Includes: ptimism, arbitrum, polygon, starkware, zksync
Currently, the total FDV of major L2 tokens is about $40 billion, with annualized fees of $40 million and a valuation multiple of about 1,000x.
This is in stark contrast to large DeFi protocols, which typically trade at valuation multiples between 15-60x (based on last month’s annualized fees):
DYDX: 60x
SNX: 50x
PENDLE: 50x
LDO: 40 times
AAVE: 20x
MKR: 15x
GMX: 15x
As more L2 projects come to market, the FDV of L2 tokens may continue to be pressured and diluted. There is too much supply in the market for the liquid market to easily support.
Conclusion
In the long term, L2 is likely to generate significant fee income. L2 generates $150M in fees per year (including Base, Blast, Scroll), and this number is likely to grow significantly as L2 activity increases.

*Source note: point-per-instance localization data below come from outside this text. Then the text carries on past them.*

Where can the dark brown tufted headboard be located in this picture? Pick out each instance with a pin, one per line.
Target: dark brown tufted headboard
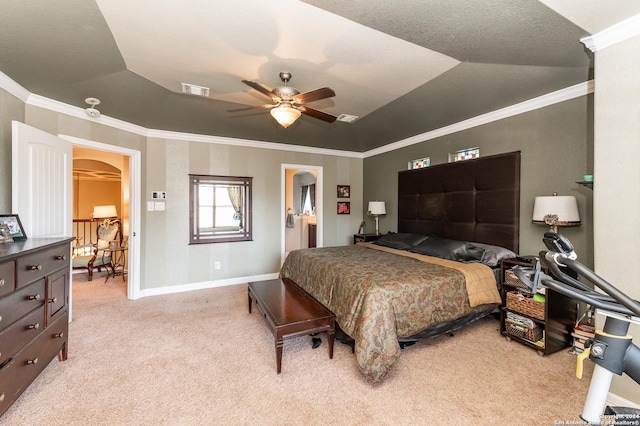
(474, 200)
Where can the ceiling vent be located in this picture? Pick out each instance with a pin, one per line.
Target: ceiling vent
(347, 118)
(192, 89)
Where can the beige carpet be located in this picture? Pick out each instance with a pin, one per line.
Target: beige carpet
(200, 358)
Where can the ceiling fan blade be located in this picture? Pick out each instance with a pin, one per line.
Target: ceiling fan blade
(312, 112)
(314, 95)
(252, 107)
(260, 88)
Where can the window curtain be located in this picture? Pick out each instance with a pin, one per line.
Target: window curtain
(303, 197)
(235, 195)
(312, 194)
(310, 191)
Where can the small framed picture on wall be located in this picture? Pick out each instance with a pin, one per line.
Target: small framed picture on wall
(344, 191)
(344, 207)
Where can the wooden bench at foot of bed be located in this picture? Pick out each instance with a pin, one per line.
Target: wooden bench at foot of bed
(289, 312)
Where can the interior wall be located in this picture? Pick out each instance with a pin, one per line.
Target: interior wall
(89, 193)
(556, 143)
(11, 108)
(617, 178)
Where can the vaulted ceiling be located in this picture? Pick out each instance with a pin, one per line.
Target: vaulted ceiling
(404, 67)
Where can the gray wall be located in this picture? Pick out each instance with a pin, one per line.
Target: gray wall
(11, 108)
(556, 143)
(166, 257)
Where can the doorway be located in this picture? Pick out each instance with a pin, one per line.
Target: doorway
(301, 202)
(129, 162)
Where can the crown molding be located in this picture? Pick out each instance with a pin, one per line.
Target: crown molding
(581, 89)
(612, 35)
(562, 95)
(8, 84)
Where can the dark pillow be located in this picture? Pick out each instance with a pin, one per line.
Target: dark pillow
(445, 248)
(494, 254)
(401, 240)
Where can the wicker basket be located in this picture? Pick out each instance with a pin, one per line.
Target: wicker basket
(512, 280)
(533, 334)
(525, 304)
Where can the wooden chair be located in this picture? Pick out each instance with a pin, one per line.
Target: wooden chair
(96, 256)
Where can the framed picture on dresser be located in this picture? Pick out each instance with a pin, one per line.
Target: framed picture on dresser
(12, 221)
(344, 207)
(344, 191)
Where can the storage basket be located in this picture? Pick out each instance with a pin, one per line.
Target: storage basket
(531, 333)
(525, 304)
(512, 280)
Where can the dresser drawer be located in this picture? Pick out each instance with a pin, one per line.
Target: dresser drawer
(7, 277)
(20, 333)
(57, 293)
(16, 376)
(21, 302)
(41, 263)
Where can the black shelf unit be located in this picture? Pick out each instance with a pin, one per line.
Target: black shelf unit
(560, 313)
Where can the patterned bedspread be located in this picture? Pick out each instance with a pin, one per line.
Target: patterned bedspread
(379, 296)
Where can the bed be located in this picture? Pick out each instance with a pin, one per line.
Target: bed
(455, 222)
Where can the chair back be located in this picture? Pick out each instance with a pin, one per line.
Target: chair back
(108, 230)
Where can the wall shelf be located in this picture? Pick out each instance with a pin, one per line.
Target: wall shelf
(587, 184)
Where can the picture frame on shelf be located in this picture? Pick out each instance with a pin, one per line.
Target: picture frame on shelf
(344, 207)
(344, 191)
(12, 221)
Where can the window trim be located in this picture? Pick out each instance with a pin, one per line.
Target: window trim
(222, 236)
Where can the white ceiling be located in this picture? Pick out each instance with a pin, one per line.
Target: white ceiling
(211, 44)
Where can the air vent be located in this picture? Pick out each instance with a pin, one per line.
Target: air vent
(192, 89)
(347, 118)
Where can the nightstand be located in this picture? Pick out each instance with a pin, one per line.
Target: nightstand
(365, 238)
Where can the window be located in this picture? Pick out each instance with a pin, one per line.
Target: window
(220, 209)
(464, 154)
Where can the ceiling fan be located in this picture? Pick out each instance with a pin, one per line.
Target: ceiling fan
(288, 103)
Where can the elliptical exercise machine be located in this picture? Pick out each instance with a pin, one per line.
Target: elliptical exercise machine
(611, 349)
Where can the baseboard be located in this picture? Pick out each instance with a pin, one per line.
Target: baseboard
(618, 401)
(205, 285)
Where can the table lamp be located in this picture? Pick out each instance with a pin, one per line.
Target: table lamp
(556, 211)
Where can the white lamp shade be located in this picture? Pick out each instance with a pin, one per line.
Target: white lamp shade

The above is not specific to a particular L2 project, but rather a broad observation about the category as a whole. It seems difficult to buy a basket of L2 tokens with ~$40B FDV and ~$40M in fees (1000x) and expect them to outperform ETH in the long term.
Clearly, there is no shortage of blockspace between L2, high throughput chains like Solana, Sui, Aptos, etc. The limiting factor is the applications that use that blockspace. I expect more focus to be placed on the application layer in the future, and that liquidity markets will reward the application layer over the infrastructure layer in the coming years.
In the last cycle, it was more common for projects to be listed significantly early. MATIC was listed on the liquid market with a FDV of less than $50 million and is now over $5 billion, an increase of more than 100 times. However, this is not the case with the recent $OP , $ARB , $STRK , $ZK , and most other L2 tokens that may eventually be listed.
Disclaimer: The content of this article solely reflects the author's opinion and does not represent the platform in any capacity. This article is not intended to serve as a reference for making investment decisions.